I'm interested in the photograph as a class of image: which attributes can define an image as photographic and how these attributes interrelate to contribute to, or take away from, an image's "photographic-ness."
As what is accepted as a photograph transitions from being made with analog processes to digital processes, the core aspects of photographic images are being at once reset and re-affirmed.
Some of my photographs are made using traditional photographic processes (photosensitive film and paper, developing chemicals) and some with digital processes (digital cameras, computers and inkjet printers). Many are a mix of the two approaches: one may be a piece of developed film scanned to a digital file, manipulated on a computer and printed on an inkjet printer. Another may be a file from a digital camera that's been scanned on to photographic paper and developed with conventional darkroom chemicals. And, obviously, all of the versions of these images shown on this website are "digital" by their very nature, no matter how the image may have been initially formed.

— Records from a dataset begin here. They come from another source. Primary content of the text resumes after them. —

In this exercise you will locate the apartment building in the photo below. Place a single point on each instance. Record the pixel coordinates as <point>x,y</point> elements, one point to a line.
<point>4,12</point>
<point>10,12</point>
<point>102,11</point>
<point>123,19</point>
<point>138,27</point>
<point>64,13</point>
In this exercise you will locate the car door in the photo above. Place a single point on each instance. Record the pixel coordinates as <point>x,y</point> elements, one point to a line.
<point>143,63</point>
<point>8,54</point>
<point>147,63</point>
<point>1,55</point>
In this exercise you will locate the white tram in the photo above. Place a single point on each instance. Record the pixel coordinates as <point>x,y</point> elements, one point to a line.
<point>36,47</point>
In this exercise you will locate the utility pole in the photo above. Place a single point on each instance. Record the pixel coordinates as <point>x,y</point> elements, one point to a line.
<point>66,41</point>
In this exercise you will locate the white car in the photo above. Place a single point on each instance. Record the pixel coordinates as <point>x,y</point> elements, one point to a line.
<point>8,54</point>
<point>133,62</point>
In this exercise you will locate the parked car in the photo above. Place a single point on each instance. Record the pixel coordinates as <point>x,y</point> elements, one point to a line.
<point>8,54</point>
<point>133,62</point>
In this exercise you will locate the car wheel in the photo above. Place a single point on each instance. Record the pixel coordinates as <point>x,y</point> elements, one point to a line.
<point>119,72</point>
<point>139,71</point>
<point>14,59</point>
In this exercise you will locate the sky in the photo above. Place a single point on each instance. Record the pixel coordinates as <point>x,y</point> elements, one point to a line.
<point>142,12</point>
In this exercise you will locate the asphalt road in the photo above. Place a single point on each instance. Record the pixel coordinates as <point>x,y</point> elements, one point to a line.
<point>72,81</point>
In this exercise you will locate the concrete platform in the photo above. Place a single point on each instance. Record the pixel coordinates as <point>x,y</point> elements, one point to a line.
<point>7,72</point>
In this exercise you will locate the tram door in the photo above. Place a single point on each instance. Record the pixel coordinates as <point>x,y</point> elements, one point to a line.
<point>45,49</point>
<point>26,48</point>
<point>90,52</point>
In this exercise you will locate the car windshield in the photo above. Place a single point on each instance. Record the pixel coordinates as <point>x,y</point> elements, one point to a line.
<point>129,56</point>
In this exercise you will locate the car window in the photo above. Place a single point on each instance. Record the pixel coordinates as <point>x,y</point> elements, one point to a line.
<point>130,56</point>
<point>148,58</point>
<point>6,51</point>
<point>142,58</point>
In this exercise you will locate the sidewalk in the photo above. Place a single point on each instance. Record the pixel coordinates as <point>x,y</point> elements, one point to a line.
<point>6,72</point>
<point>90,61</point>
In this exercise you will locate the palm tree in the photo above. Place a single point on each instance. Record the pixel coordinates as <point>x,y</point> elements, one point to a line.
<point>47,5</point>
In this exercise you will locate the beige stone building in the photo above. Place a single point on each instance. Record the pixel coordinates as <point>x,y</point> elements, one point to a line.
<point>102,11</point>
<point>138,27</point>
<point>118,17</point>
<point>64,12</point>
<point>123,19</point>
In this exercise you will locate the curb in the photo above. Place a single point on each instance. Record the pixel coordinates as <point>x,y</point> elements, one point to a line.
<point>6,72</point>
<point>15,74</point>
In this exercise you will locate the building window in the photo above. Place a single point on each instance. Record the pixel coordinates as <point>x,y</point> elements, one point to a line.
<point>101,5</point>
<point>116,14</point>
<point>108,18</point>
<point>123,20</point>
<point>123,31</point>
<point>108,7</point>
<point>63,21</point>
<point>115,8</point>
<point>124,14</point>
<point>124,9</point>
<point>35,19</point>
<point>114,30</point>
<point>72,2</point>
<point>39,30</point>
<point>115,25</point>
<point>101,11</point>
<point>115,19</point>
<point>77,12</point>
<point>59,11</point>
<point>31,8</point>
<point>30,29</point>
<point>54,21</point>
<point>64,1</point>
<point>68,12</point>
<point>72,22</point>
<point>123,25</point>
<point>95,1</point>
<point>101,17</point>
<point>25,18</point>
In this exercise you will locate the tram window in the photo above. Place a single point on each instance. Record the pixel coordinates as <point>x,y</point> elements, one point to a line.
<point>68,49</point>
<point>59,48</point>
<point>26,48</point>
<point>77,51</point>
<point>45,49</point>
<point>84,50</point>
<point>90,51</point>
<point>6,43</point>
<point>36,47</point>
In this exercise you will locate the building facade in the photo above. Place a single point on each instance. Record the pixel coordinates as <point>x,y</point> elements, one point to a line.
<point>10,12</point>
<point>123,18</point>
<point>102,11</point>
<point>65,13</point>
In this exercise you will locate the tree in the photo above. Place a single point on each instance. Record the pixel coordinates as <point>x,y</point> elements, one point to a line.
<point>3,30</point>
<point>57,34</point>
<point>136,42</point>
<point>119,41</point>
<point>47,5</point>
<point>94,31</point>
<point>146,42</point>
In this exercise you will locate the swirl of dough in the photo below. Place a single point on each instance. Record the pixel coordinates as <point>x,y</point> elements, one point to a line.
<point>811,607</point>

Does it matter? To the extent that these nuances of process and materials can even be apprehended, do they enhance an image's photographic bona fides or detract from them? To someone interested in photography for its own sake, as well as as a means to an end, I find these questions fascinating. It's a continual exploration for me.

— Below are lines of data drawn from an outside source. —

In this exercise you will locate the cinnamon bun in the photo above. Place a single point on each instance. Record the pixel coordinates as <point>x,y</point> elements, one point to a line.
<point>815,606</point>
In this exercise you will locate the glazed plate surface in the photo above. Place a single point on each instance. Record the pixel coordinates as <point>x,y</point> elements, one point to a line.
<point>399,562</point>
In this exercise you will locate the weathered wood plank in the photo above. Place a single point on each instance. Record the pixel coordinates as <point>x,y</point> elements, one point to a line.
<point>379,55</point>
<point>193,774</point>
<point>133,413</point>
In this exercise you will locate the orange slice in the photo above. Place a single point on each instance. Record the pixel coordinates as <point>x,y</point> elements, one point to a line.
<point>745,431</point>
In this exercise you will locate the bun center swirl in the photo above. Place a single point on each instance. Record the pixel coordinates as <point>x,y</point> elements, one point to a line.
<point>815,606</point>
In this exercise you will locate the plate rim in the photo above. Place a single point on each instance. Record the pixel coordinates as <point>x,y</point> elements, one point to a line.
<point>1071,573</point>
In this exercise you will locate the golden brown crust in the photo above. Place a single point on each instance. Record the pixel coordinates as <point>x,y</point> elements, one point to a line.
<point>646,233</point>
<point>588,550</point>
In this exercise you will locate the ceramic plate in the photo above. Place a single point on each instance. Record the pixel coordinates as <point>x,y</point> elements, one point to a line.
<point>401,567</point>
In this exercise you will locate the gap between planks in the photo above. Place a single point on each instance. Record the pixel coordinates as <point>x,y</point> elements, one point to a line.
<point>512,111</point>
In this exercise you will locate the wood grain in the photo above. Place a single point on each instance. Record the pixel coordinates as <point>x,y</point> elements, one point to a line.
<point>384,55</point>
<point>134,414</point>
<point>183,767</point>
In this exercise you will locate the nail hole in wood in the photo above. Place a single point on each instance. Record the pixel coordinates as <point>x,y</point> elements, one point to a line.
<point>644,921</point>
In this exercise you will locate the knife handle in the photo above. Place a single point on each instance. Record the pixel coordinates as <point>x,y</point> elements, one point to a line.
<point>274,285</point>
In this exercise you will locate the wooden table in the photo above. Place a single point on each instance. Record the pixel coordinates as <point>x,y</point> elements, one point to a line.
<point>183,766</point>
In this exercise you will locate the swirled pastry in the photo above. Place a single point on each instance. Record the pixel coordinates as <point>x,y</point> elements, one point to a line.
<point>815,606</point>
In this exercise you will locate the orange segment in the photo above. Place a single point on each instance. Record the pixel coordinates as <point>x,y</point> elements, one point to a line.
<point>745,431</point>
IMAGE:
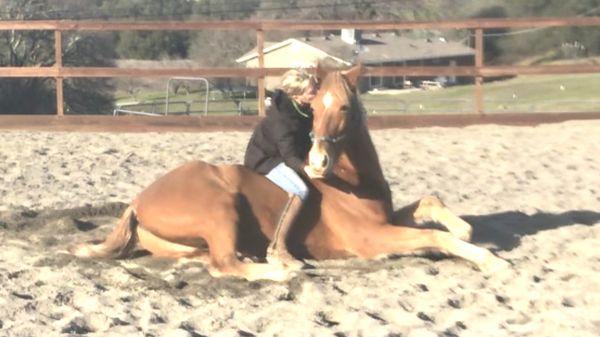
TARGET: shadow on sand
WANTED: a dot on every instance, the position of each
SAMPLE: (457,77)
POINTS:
(505,230)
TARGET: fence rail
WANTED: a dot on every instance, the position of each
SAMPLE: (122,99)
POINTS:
(478,71)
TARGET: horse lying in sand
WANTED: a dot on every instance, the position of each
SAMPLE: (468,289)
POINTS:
(233,210)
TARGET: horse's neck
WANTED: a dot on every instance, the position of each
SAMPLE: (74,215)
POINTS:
(359,166)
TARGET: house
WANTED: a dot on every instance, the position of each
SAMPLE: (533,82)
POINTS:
(374,49)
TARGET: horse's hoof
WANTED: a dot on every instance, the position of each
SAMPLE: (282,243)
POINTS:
(494,264)
(286,261)
(464,234)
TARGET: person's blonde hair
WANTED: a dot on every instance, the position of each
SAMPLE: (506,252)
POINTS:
(294,82)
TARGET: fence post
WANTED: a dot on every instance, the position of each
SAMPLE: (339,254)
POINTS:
(58,66)
(260,42)
(479,106)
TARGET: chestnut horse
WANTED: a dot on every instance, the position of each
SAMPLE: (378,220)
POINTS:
(234,211)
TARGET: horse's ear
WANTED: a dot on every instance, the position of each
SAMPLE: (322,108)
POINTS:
(320,72)
(352,74)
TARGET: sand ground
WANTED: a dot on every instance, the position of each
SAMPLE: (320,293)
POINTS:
(531,193)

In terms of how images are presented and consumed, my work utilizes a version of the visual fugue format. The word fugue is meant to convey both of its common meanings:
- · a musical piece characterized by repetition or imitation by multiple voices or parts
- · a dissociative psychological state of temporary amnesia often characterized by
My bodies of work are discursive, non-serial arrays of images with loose, aleatory connections among them. While they do very much go together for me for certain reasons, I question how important it is that viewers know and understand these reasons in order to say they have "experienced" the work. Many would say it is important, that without the artist's intention clearly expressed through a formal statement, or overtly evident in the content of the images themselves, viewers don't have a map for the territory (or perhaps a legend for the map). I'm not so sure. That said, the images are diaristic and quite personal. I'm more than happy to share why the pictures go together for me (from the maquette for Signal Nodes):
"These pictures are concrete expressions of childhood dreams and memories depicting versions of houses I grew up in and environments I inhabited as a child in an upwardly, and otherwise, mobile suburban family of the 1970s and 80s (in other words, we moved around a lot when I was a kid). These places are followed by versions of places I've chosen to live in as an adult. Though many of the scenes are found tableaus, most are manipulated in some way before being captured to better serve as 'stand-ins' for the places they evoke."

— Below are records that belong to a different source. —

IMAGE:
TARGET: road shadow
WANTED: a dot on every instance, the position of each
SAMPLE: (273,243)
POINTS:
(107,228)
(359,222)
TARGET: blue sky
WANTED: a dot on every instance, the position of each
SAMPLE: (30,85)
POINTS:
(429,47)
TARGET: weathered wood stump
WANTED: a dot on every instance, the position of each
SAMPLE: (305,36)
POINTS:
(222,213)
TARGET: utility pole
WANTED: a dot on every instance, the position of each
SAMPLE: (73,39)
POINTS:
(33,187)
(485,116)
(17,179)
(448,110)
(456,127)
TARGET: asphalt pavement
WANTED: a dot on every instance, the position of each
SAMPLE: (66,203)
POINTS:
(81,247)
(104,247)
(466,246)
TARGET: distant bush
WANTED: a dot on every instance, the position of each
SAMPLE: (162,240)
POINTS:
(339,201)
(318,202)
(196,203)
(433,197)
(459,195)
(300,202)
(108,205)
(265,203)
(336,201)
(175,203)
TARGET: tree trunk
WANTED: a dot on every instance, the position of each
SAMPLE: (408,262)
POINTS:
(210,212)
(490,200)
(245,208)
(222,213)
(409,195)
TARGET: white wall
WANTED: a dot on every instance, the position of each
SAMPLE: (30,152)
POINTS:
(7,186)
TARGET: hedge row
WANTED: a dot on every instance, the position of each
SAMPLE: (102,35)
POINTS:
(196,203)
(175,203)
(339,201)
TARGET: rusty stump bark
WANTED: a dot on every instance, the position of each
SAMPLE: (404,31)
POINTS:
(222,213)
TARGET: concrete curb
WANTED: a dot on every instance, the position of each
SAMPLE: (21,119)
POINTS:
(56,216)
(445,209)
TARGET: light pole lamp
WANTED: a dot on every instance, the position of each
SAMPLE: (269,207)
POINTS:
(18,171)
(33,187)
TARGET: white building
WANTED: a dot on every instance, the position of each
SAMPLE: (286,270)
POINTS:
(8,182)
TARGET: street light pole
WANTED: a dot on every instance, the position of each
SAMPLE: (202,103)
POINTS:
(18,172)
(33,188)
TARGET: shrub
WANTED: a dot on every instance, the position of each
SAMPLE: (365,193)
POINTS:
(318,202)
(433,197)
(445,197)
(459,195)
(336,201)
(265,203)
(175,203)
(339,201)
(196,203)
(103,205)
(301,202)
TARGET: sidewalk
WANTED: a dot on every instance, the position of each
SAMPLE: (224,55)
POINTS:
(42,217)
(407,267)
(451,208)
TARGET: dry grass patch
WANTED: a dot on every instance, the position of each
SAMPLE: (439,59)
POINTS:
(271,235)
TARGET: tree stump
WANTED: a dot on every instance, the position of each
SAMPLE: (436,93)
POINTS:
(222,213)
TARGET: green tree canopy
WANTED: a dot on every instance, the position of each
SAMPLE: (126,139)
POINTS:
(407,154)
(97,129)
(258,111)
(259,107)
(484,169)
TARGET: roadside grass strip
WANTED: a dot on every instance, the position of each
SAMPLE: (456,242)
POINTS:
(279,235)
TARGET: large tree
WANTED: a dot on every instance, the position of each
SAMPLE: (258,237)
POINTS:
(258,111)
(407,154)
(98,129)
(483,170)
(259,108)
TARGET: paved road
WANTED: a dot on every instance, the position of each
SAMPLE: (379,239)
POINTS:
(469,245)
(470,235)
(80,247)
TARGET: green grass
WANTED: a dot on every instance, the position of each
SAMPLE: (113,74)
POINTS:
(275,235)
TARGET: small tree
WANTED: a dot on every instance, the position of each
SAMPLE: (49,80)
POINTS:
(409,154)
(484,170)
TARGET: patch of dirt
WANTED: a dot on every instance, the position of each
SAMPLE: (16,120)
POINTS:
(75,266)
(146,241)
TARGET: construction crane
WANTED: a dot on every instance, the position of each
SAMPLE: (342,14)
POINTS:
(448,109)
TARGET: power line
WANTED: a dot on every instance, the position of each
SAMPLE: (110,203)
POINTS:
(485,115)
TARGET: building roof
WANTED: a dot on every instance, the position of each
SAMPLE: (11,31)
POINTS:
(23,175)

OK, now that you know that, are you more or less likely to be moved by the pictures? Have I successfully manipulated you into feeling sorry for me because of my itinerant childhood? Are you cut off from the work if you didn't grow up in the suburban Northeast of America in the 70s and 80s? The answers may be different for different viewers but, speaking as the creator of these images, I hope they stand well enough on their own — as images — without the need for a spoonful of sugar, so to speak, to make them easier to digest. I'd rather rely on my viewers' individual experiential capacities to create the "connective tissue" between and among the images and reveal for themselves layers of meaning, epiphanic evocations and serendipitous curiosities I could never have imagined for them.